Une nouvelle mouture honnête qui rachète ses errements par une efficacité brute
Ta petite sœur se fait violer en enfer
Une fratrie endeuillée par les affres de l’addiction se retire en une cabane forestière isolée afin d’y sevrer, contre son gré, une sœur cadette rongée par le poison, mais y réveille par mégarde une entité chthonienne et vorace qui, se repaissant de leur détresse, précipite leur odyssée sanguinaire vers une possession démoniaque aussi implacable qu’irrémédiable.

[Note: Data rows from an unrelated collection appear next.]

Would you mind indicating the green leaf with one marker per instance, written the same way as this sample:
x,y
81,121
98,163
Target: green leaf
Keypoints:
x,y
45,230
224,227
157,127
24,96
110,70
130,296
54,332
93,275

J’enterrai ces chats plus tard
I. L’entreprise mercantile du remake : un pari à double tranchant
Il sied d’abord de reconnaître, sans ambages aucun, que l’exercice périlleux consistant à reforger un classique révéré recèle des avantages pécuniaires que nul ne saurait ingénument nier — l’exploitation d’un patrimoine déjà éprouvé constituant, pour tout studio, une valeur sûre autrement plus rassurante que l’aventure d’une création inédite. Ce calcul mercantile, s’il comble aisément les gérants de caisses, s’accompagne néanmoins du risque tangible de décontenancer les puristes, gardiens jaloux d’une œuvre originelle dont la truculence demeure gravée dans leur mémoire cinéphile.
II. Un déferlement d’hémoglobine qui comblera les amateurs de trash
L’on saluera néanmoins, sans réserve excessive, la munificence avec laquelle le cinéaste déploie son arsenal gore, porté ici à un paroxysme rarement égalé dans la production contemporaine — la séquence de l’automutilation par voie de rasoir demeurant, à cet égard, un morceau de bravoure d’une crudité mémorable. Ce métrage, en dépit de ses imperfections que l’on détaillera plus avant, surpasse aisément la cohorte de productions horrifiques fadasses qui encombrent nos écrans, constituant ainsi une refonte d’une efficacité redoutable, dénué de toute mollesse dans son exécution.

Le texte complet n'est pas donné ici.